Population, Poverty and Development
Many of the world’s social and economic problems can
be directly attributed to population growth. Issues such as
poverty, hunger, child mortality, insufficient health care
and diminishing natural resources are a result of too many
people competing for limited or misdirected resources.
By the year 2015, the world’s population is estimated
to exceed 7 billion. Despite the world’s best efforts,
more than 600 million of those people will still be trapped
in poverty. Yet poverty is much more than mere economics;
poverty denies people the choices and opportunities they need
to improve their lives.
In 1990, an estimated 28 percent of the developing world’s
people, more than 1.2 billion people, were living in extreme
poverty, many with an income of less than $1 a day. By 2002,
that percentage had dropped to an impressive 19 percent. The
greatest change was seen in Eastern Asia, South-Eastern Asia
and Oceania, while the greatest challenge for easing poverty
remains in Latin America, the Caribbean, and especially Sub-Saharan
Africa, where the rise in the population of people living
in extreme poverty has negated the small decline in the poverty
rate.
Despite the positive aspects of change in poverty rates,
the number of people who go hungry has been slow to decline.

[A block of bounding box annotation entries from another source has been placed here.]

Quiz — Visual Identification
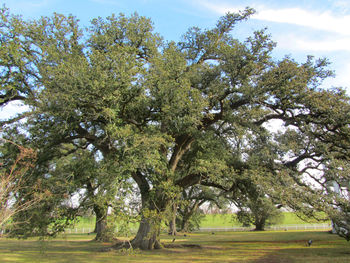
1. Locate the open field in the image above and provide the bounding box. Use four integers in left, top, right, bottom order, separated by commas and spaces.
0, 231, 350, 263
67, 212, 330, 233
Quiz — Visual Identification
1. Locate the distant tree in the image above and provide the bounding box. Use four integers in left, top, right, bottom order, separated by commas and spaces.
176, 185, 226, 232
236, 197, 282, 231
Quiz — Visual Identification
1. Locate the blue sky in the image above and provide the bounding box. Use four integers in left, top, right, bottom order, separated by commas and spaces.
0, 0, 350, 118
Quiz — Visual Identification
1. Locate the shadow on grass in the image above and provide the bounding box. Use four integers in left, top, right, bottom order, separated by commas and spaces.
0, 232, 350, 263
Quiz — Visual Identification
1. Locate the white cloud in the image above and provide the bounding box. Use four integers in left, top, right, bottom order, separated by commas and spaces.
252, 8, 350, 36
201, 1, 350, 36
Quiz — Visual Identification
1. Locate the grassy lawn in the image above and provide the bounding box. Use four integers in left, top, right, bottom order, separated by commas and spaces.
201, 212, 329, 228
0, 231, 350, 263
72, 212, 330, 233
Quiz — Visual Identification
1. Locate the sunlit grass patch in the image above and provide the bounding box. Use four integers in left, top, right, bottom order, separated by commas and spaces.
0, 231, 350, 263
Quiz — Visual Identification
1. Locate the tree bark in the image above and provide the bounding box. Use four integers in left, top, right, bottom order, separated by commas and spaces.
94, 205, 107, 241
116, 172, 166, 250
254, 219, 265, 231
169, 203, 177, 236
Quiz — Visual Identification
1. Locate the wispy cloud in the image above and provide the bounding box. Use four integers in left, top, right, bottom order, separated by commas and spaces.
201, 1, 350, 36
252, 8, 350, 36
194, 0, 350, 89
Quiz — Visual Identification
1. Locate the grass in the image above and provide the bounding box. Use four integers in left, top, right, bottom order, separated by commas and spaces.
201, 212, 329, 228
73, 212, 330, 232
0, 231, 350, 263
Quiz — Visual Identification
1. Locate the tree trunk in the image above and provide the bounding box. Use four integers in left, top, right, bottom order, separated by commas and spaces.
117, 173, 166, 250
169, 203, 177, 236
254, 219, 265, 231
131, 218, 162, 250
94, 205, 108, 241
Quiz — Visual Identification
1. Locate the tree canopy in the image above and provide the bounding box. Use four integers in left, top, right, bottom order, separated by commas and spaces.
0, 8, 350, 249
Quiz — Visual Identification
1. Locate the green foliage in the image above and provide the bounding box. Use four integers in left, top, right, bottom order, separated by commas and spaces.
0, 4, 350, 248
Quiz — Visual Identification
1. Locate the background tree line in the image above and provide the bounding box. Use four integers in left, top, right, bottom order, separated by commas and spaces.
0, 7, 350, 249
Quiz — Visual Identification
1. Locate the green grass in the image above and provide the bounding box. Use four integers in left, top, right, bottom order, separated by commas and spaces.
201, 212, 329, 228
0, 231, 350, 263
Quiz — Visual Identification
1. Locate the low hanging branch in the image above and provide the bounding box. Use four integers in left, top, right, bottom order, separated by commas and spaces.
0, 138, 42, 230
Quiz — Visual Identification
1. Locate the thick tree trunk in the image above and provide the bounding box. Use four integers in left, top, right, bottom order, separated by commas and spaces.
116, 173, 166, 250
131, 218, 162, 250
169, 203, 177, 236
94, 205, 107, 241
254, 219, 265, 231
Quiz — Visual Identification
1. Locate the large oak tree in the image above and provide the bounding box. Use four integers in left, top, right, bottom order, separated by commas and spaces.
0, 8, 350, 249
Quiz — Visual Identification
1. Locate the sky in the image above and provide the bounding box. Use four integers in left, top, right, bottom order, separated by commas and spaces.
0, 0, 350, 118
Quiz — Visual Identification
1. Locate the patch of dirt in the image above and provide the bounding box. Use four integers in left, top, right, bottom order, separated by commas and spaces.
163, 244, 203, 249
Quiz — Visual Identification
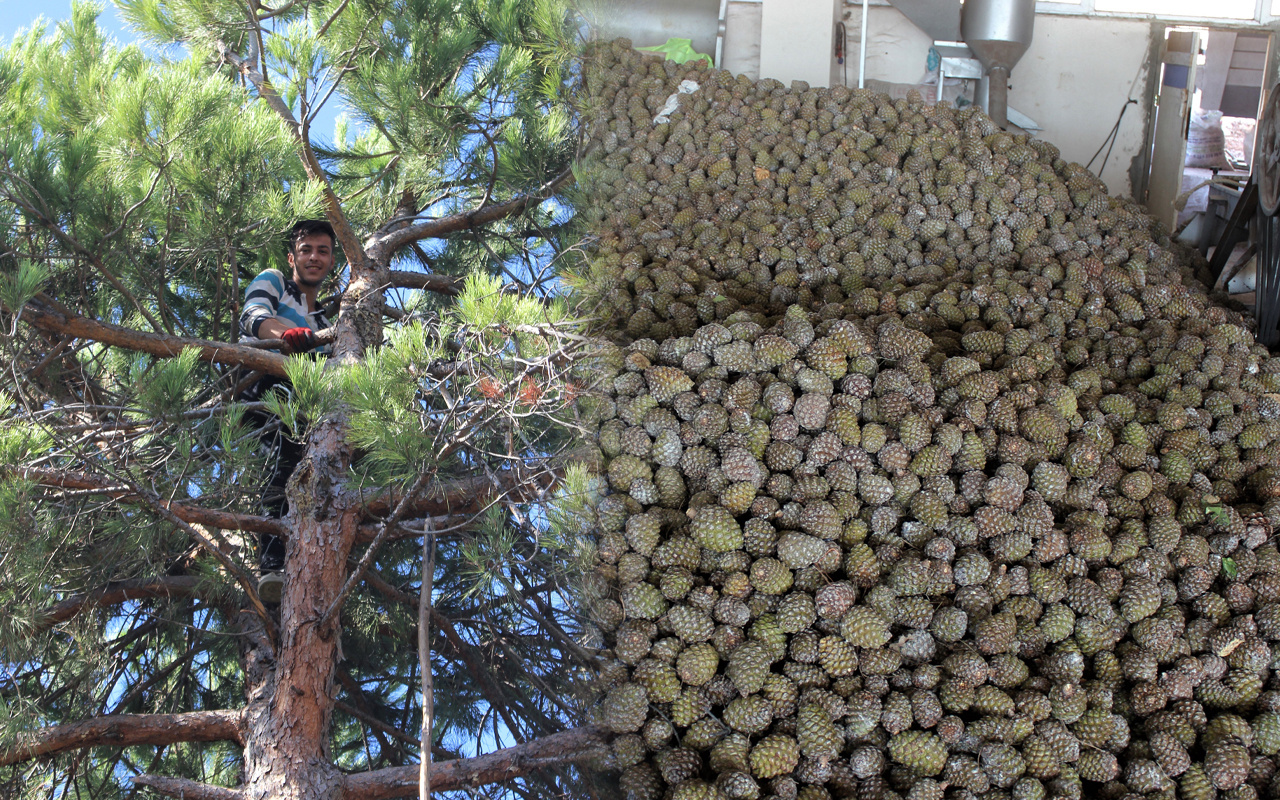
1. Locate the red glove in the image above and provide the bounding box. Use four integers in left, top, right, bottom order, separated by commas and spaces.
280, 328, 320, 353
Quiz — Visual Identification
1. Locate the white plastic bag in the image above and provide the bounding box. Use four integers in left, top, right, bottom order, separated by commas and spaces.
1185, 111, 1231, 169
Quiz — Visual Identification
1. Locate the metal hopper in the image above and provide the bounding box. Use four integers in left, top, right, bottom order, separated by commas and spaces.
960, 0, 1036, 128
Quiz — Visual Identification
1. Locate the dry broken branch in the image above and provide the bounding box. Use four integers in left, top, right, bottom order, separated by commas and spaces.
344, 726, 609, 800
0, 710, 243, 767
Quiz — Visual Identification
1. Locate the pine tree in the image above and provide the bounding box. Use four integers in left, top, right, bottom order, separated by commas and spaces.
0, 0, 603, 800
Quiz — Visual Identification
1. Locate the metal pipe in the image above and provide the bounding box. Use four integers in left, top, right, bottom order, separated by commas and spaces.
987, 67, 1009, 129
858, 0, 870, 88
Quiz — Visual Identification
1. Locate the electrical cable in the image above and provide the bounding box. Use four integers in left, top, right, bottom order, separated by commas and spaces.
836, 22, 849, 87
1084, 97, 1138, 178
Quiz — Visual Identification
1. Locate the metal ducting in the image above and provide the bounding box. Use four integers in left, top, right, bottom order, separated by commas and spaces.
960, 0, 1036, 128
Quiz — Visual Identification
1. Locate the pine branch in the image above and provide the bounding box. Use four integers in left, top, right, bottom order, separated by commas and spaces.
15, 467, 289, 538
366, 169, 573, 264
27, 575, 211, 635
0, 709, 244, 768
344, 726, 609, 800
131, 774, 244, 800
392, 270, 462, 297
22, 294, 284, 378
355, 448, 599, 516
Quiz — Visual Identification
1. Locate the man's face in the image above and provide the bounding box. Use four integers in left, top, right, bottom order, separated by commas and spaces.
289, 233, 333, 288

In 1990, 20 percent of the people in the developing world
did not have sufficient food to meet their daily needs. In
2003, an estimated 17 percent, or 824 million people, were
affected by chronic hunger.
PCI-Media Impact programming was initially
established to help less developed countries focus on the
problem of overpopulation and the effect it has on hunger,
poverty and the environment. In light of subsequent research
into the root causes of poverty and a better understanding
of global population trends, PCI-Media Impact
has refocused our programs to promote access to reproductive
health services, expanded educational and economic opportunities
and maternal and child health.
Worldwide, families are having half as many children
today as they did in the 1960s, but fertility remains high
in the poorest countries. Some 350 million couples still do
not have access to a range of effective and affordable family
planning services, and the demand for these services is expected
to increase by 40 percent in the next 15 years.